I’m not alone in feeling bleary from this Lost Year. Mostly, I feel like I’ve been abducted from my real life, by aliens, or an evil overlord, and am living out my days on a stage. It’s kind of like the movie “The Truman Show” but no one is running the show and there’s no audience. My bubble includes my four roommates (the husband and kids) and the nanny, so there’s never even a chance that a side-character could wildly nudge me and send me down a quirky path. I am a one-dimensional character in a Netflix original series with only one season.
When I think back on this year through various lenses and stages, much like the stages of grief, my year in quarantine has had distinct periods through which my muddled brain processes this new life.
Spending all of my quality time with the small screen, I now identify time periods by what show I was currently binge watching.
Ohhhh, that was when I was watching “Succession” and I hadn’t figured out how to get regular food deliveries.
The “Tiger King” really made me feel a connection during lockdown. Fun fact, I also thought it was a mockumentary for two shows!
Righhhhht! My Tudor era costume dramas (still on-going). That was when I was trying to pull off a magical Christmas when I couldn’t take the kids anywhere or see anyone and my strongest connection was with the Amazon Prime delivery person.
Here’s a dark shift: I’m in a cave. I see only the shadows of real life. Am I really living?
I’m safe in my cave. A Cave Bear Mama, roaring at anyone who tries to cross the threshold. But, I am claustrophobic hence the squeezing sensation in my chest.
There’s the Zoom School lens. Much of my life is live-streaming, thanks to the accursed Zoom (sounds like “Zuul”, the god of destruction, and I think that’s fitting.) In that element, I enjoy the little things where I can, like running the vacuum cleaner during reading time. And I really savor when I can catch the teaching losing her mind, trying to virtually control the attention span of second graders.

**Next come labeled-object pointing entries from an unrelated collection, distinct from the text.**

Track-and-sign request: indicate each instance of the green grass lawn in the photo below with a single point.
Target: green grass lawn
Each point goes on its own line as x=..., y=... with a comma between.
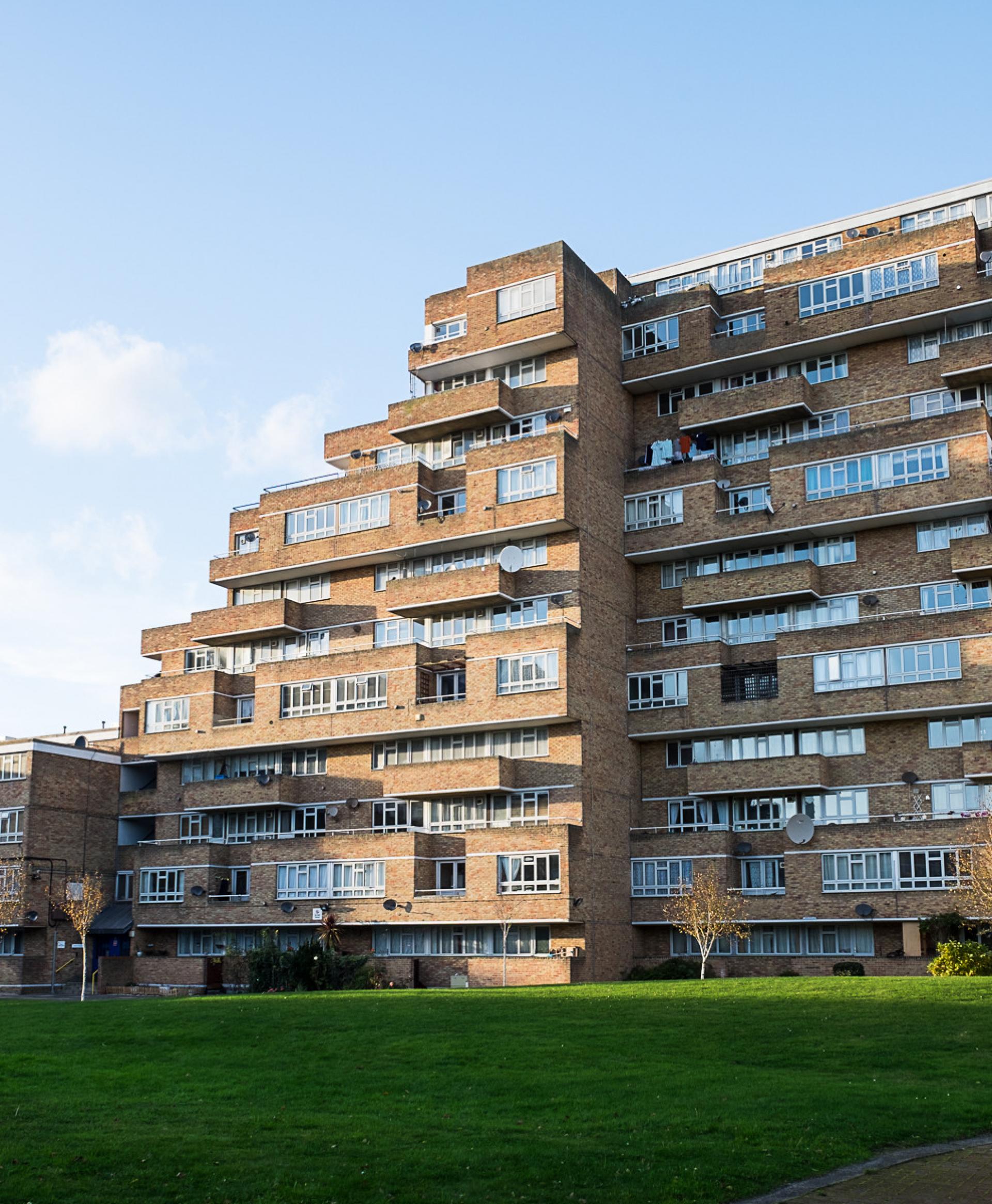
x=676, y=1091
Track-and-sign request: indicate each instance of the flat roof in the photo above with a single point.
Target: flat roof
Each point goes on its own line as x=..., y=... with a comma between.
x=947, y=196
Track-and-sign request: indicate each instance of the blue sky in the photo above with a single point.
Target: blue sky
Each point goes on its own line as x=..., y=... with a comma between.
x=220, y=223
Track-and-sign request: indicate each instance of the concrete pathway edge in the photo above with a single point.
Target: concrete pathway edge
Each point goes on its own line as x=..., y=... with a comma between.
x=894, y=1159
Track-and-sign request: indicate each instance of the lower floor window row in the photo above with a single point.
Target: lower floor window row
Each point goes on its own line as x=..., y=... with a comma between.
x=788, y=939
x=471, y=940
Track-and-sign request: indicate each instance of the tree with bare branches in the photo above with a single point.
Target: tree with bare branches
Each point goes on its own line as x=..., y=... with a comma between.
x=83, y=900
x=507, y=908
x=12, y=892
x=706, y=910
x=975, y=870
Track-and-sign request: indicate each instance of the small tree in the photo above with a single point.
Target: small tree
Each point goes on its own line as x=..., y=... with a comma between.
x=507, y=910
x=707, y=910
x=82, y=902
x=975, y=871
x=12, y=891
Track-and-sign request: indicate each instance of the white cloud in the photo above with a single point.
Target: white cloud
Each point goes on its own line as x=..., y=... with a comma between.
x=286, y=439
x=100, y=388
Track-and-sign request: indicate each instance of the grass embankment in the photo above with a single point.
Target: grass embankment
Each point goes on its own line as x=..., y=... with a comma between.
x=680, y=1091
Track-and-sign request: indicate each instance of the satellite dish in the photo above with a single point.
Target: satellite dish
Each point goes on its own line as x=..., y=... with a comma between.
x=511, y=559
x=800, y=829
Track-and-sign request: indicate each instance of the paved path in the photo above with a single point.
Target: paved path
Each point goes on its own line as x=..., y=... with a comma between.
x=956, y=1173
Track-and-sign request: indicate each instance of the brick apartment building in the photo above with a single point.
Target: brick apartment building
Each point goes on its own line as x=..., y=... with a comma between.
x=58, y=818
x=653, y=565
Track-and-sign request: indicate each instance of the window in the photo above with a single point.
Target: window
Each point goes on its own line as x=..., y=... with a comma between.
x=767, y=814
x=659, y=877
x=858, y=872
x=451, y=877
x=525, y=481
x=923, y=347
x=745, y=683
x=933, y=536
x=763, y=876
x=535, y=552
x=832, y=742
x=11, y=825
x=829, y=939
x=741, y=324
x=698, y=814
x=951, y=734
x=330, y=879
x=924, y=662
x=884, y=470
x=653, y=510
x=461, y=747
x=958, y=797
x=678, y=754
x=531, y=297
x=928, y=870
x=13, y=766
x=529, y=873
x=473, y=940
x=198, y=659
x=354, y=515
x=954, y=596
x=935, y=217
x=362, y=692
x=452, y=328
x=530, y=671
x=396, y=815
x=453, y=502
x=743, y=447
x=162, y=887
x=753, y=498
x=946, y=402
x=166, y=714
x=783, y=939
x=871, y=285
x=647, y=337
x=649, y=690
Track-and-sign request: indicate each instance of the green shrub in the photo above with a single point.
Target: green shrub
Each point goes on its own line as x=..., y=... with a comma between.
x=665, y=972
x=308, y=968
x=961, y=959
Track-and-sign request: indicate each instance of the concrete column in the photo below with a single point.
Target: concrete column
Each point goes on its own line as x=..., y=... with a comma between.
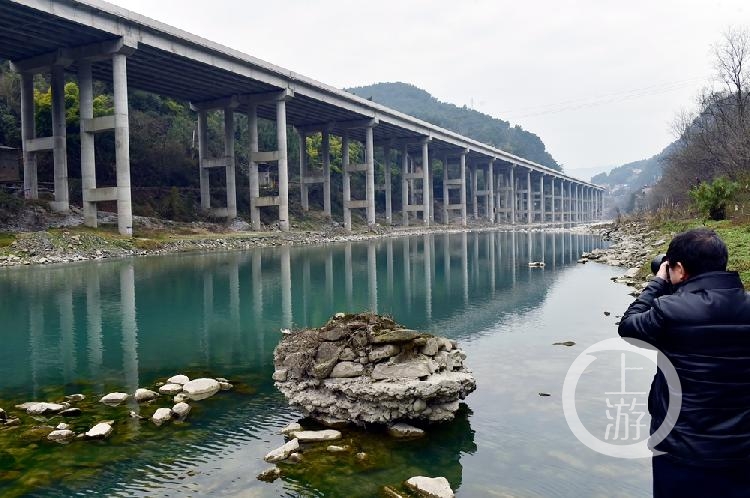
x=230, y=168
x=474, y=188
x=388, y=186
x=202, y=155
x=62, y=201
x=122, y=144
x=404, y=186
x=370, y=185
x=446, y=195
x=283, y=165
x=463, y=188
x=490, y=186
x=541, y=198
x=326, y=152
x=305, y=200
x=513, y=199
x=426, y=183
x=252, y=124
x=88, y=157
x=28, y=132
x=529, y=199
x=346, y=180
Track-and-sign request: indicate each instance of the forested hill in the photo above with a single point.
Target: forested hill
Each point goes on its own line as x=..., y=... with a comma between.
x=468, y=122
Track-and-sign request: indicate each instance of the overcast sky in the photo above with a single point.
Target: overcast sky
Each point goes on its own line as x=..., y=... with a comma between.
x=599, y=81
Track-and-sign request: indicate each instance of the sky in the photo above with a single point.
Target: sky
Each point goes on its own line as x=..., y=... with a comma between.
x=599, y=81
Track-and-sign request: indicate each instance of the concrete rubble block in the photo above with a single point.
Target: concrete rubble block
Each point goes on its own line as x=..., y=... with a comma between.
x=430, y=487
x=199, y=389
x=407, y=370
x=282, y=452
x=170, y=389
x=346, y=369
x=317, y=436
x=161, y=415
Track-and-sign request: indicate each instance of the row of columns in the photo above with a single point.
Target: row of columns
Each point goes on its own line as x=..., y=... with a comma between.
x=508, y=195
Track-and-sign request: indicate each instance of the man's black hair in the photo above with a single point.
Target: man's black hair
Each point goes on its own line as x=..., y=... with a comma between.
x=699, y=250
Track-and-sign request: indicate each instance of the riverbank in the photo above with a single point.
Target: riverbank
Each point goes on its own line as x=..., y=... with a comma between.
x=64, y=239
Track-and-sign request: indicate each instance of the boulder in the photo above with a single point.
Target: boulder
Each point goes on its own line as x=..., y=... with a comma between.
x=282, y=452
x=430, y=487
x=114, y=399
x=161, y=415
x=143, y=395
x=178, y=379
x=199, y=389
x=102, y=430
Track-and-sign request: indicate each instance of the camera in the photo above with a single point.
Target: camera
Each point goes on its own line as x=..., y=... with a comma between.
x=656, y=262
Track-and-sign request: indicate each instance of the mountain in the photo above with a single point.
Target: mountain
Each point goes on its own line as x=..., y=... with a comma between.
x=468, y=122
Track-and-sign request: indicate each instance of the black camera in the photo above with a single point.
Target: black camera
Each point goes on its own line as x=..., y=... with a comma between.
x=656, y=262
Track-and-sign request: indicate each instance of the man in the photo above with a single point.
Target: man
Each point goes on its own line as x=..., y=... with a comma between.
x=698, y=315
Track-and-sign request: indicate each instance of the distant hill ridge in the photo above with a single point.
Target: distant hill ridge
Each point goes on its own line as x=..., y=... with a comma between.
x=468, y=122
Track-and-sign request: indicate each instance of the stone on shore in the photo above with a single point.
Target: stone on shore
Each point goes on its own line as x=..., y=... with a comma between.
x=199, y=389
x=430, y=487
x=161, y=415
x=102, y=430
x=282, y=452
x=114, y=399
x=143, y=395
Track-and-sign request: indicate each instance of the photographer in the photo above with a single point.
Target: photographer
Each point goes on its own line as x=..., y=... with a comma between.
x=698, y=315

There’s the lens of “Which teacher was I most pissed off at?”
Mmmm-hmmmmm, “The Cheerleader”.
Yup. That was when I yanked my kid out of preschool because it consisted solely of youTube videos and complicated craft projects that required 60 minutes of prep time to net 5 minutes of my child using a glue stick.
There have been victories, though. I haven’t completely wasted my time.
The youngest is out of pullups!
The middle one learned to ride a bike without training wheels! (Of course, then the bike broke and I’m too nervous to take it to the bike shop.)
Our eldest was accepted into a private school that celebrates his special abilities and he’s getting A’s!
I very-nearly, not-quite-but-almost have IHSS provider benefits for the kids! It’s only been 5 months since I began the process, so, half-way there?
Some unique skills that I’ve not mastered, but definitely am pulling off with some level of competency include:
Giving a boy’s/men’s hair cut times 4! I cannot give myself a haircut. I had to learn that one the hard way. But, I can dye it many pretty My Little Pony colors with minimal damage to the grout in my shower.
I have used up a vast supply of my wrapping and craft supplies. Thank you, compulsive Cyn, for buying all of those discounted birthday cards at Marshalls!
I am feeling very hydrated by all of the free skin care samples I’ve been accumulating over the years.
I have rediscovered that I enjoy hiking! And you better believe I have been getting myself to the beach more. All those positive ions. Ommmmmmmmm!
I honor all of these accomplishments.
My biggest win of the year has been writing here. I had re-established my writing habit with the revival of this blog last February. I moaned that while I was supposed to have all of this spare time for writing but then I became a “learning coach” for my three virtual students. I have managed to eek out some words here and there. It’s not the first draft of a novel, it’s not poetry that I would show anyone, but these are words and ideas and I have rattled them from my brain and thrust them outwards to you, dear reader.
What continues to be a horror show does include some gratitude, a hard thing to acknowledge at the best of times. Our lives still rocket and spiral in far too many directions. I hope that much of what was valued and deemed essential in the past 20 years will fade and be replaced by smaller movements that honor life and the merit in each day. And I hope I come to the page with more regularity. Because writing is healthy for me and Zuul knows I need some balance.